ShoWest, the annual movie theater convention, kicks off today in Las Vegas, and everybody is talking about 3-D.

Theater chains are meeting with 3-D projector companies and studios are showcasing their upcoming films. On the heels of a huge weekend for 3-D "Alice" , it seems all conversations lead back to the huge boost this dimension is giving the industry. Just last week the nation's three largest theater chains secured $660 million in financing to convert 14,000 screens to digital by end of 2013. This is the key (expensive) step to upgrade theaters to 3-D.

Some 3,000 screens are expected to be converted to 3-D by the end of this year.

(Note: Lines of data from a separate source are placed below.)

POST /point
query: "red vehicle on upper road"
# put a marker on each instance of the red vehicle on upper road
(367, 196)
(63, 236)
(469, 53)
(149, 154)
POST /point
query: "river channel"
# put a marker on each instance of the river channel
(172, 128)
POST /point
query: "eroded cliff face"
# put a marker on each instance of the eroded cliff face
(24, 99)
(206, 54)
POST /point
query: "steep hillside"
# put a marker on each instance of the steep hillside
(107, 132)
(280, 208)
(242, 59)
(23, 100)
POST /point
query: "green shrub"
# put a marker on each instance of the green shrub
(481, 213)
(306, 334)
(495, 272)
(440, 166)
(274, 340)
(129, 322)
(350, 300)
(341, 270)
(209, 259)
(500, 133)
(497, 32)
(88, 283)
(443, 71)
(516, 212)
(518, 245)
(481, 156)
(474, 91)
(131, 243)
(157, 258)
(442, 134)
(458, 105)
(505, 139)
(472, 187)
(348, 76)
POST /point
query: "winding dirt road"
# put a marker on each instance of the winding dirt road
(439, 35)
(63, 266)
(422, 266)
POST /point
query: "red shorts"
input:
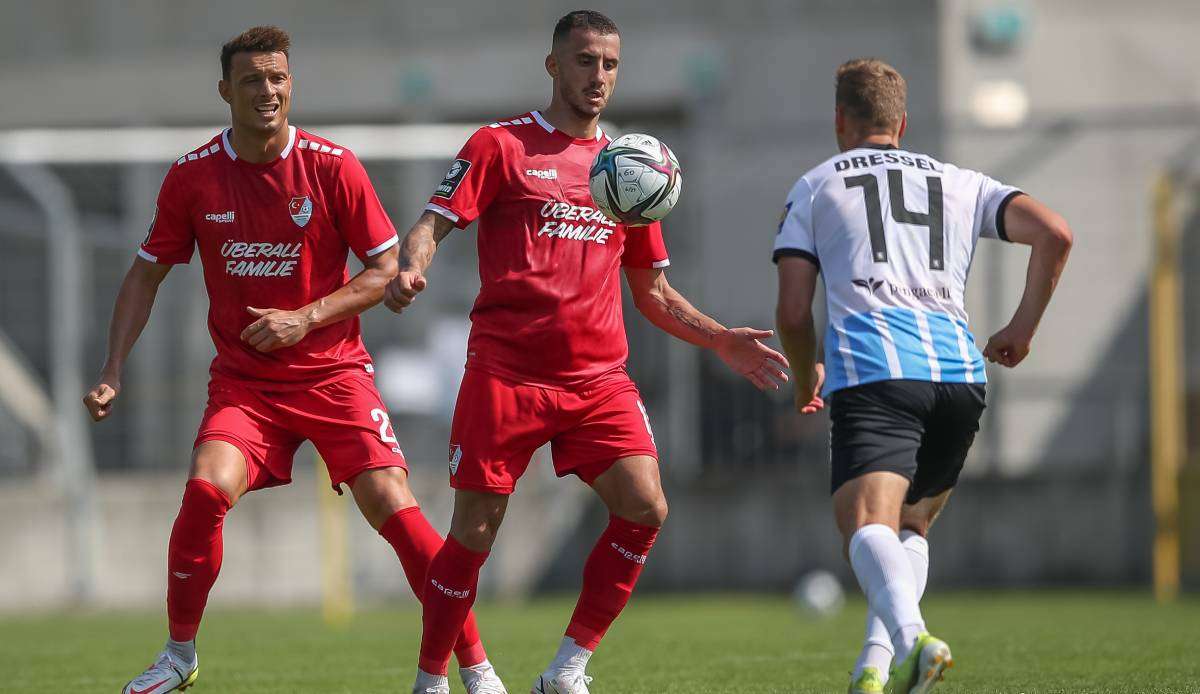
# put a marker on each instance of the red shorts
(346, 422)
(499, 424)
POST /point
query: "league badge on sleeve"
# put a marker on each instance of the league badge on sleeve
(454, 177)
(300, 209)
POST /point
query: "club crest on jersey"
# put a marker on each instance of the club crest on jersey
(300, 209)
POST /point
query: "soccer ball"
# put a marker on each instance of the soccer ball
(635, 180)
(819, 593)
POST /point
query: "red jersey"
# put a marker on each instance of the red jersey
(549, 310)
(271, 235)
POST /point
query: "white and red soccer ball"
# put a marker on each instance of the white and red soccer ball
(635, 180)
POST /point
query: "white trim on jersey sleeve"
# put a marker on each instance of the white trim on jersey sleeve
(383, 246)
(292, 142)
(541, 121)
(225, 143)
(994, 197)
(439, 210)
(547, 127)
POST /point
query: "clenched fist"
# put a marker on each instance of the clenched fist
(1009, 346)
(100, 399)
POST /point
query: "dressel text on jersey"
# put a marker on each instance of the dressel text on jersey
(575, 222)
(880, 159)
(261, 259)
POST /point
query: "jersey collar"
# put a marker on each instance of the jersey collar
(547, 127)
(233, 155)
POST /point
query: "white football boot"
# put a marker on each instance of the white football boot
(481, 680)
(429, 683)
(166, 675)
(561, 683)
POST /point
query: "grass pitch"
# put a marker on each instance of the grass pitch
(1020, 642)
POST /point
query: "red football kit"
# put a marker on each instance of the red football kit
(547, 350)
(276, 235)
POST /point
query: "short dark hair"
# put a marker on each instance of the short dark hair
(255, 40)
(586, 19)
(871, 91)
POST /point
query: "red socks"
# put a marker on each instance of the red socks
(417, 543)
(609, 579)
(193, 556)
(449, 593)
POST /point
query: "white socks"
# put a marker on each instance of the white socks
(886, 575)
(181, 651)
(877, 648)
(475, 671)
(570, 658)
(429, 682)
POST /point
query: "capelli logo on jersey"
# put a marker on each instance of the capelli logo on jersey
(226, 217)
(575, 222)
(869, 285)
(261, 259)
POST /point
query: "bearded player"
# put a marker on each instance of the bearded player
(547, 350)
(274, 210)
(893, 233)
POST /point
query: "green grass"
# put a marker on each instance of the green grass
(1048, 641)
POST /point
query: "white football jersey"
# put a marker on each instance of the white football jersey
(894, 233)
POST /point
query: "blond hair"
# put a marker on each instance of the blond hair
(871, 91)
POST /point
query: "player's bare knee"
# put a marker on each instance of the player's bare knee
(477, 519)
(647, 512)
(381, 492)
(221, 465)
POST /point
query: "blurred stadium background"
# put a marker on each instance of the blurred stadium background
(1090, 105)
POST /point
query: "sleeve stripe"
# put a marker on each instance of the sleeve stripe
(383, 246)
(1000, 214)
(445, 213)
(796, 253)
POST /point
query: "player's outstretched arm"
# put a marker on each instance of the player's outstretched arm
(130, 315)
(738, 347)
(1030, 222)
(793, 318)
(415, 255)
(276, 328)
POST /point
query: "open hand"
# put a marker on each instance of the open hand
(275, 328)
(743, 352)
(402, 289)
(808, 400)
(100, 399)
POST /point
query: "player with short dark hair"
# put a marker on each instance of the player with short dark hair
(547, 350)
(274, 211)
(893, 233)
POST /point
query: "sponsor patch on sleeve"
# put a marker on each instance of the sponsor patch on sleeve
(454, 177)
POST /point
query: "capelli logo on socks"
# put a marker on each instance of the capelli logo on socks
(450, 592)
(629, 555)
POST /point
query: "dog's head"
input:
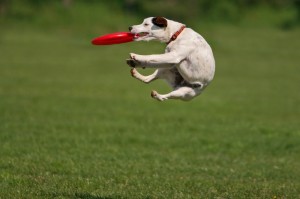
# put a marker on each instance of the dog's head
(151, 28)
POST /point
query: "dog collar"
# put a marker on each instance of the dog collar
(176, 34)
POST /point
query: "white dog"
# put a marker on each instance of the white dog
(188, 63)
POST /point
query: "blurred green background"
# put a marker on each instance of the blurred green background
(75, 124)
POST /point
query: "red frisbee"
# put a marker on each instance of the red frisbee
(113, 38)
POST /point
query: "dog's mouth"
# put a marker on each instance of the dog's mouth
(140, 34)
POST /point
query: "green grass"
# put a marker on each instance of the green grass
(75, 124)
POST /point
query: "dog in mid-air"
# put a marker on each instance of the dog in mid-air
(188, 63)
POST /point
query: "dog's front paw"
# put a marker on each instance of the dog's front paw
(131, 62)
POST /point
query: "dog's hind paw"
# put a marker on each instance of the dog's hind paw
(131, 62)
(133, 72)
(157, 96)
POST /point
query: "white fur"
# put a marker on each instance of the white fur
(188, 63)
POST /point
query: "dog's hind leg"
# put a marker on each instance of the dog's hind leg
(183, 93)
(145, 79)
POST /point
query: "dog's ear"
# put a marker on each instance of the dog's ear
(160, 22)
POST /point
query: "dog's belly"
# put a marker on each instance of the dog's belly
(197, 67)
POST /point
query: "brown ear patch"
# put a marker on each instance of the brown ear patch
(160, 22)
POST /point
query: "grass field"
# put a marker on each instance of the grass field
(75, 124)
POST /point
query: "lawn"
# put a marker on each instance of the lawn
(75, 124)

This is a huge leap, considering that now there are only 3,500 3-D screens, less than 10% of the total in North America. Merriman Curhan Ford analyst Eric Wold tells me that this is an absolutely necessary step in a year with more than 20 big 3-D films, double the number last year. Wold notes that movie-goers have shown they'd always rather see a film in 3-D and that they're willing to pay a $3 premium on average for 3-D tickets.

But financing for 3-D theaters, delayed two years by the credit crunch, comes too late for a major pileup of 3-D movies coming this month. Dreamworks Animation's 3-D "How to Train Your Dragon" opens just a week before Warner Bros.' "Clash of the Titans." And they'll both be stealing from Disney's "Alice," which based on its first two weeks would have a healthy run ahead if there were enough 3-D theaters. This seems like very bad planning; it speaks to the fact that supply of big budget 3-D films is starting to really ramp up, and supply of theaters is vastly insufficient.

"Avatar" had already become the biggest movie of all time, grossing $2.7 billion at the box office, before "Alice" opened, kicking it off many screens. Still, James Cameron says that hundreds of millions of dollars were left on the table because there aren't enough 3-D theaters. It's great that the $660 million in financing *finally*came through, but it didn't happen fast enough to allow theaters and studios to maximize the potential of their films.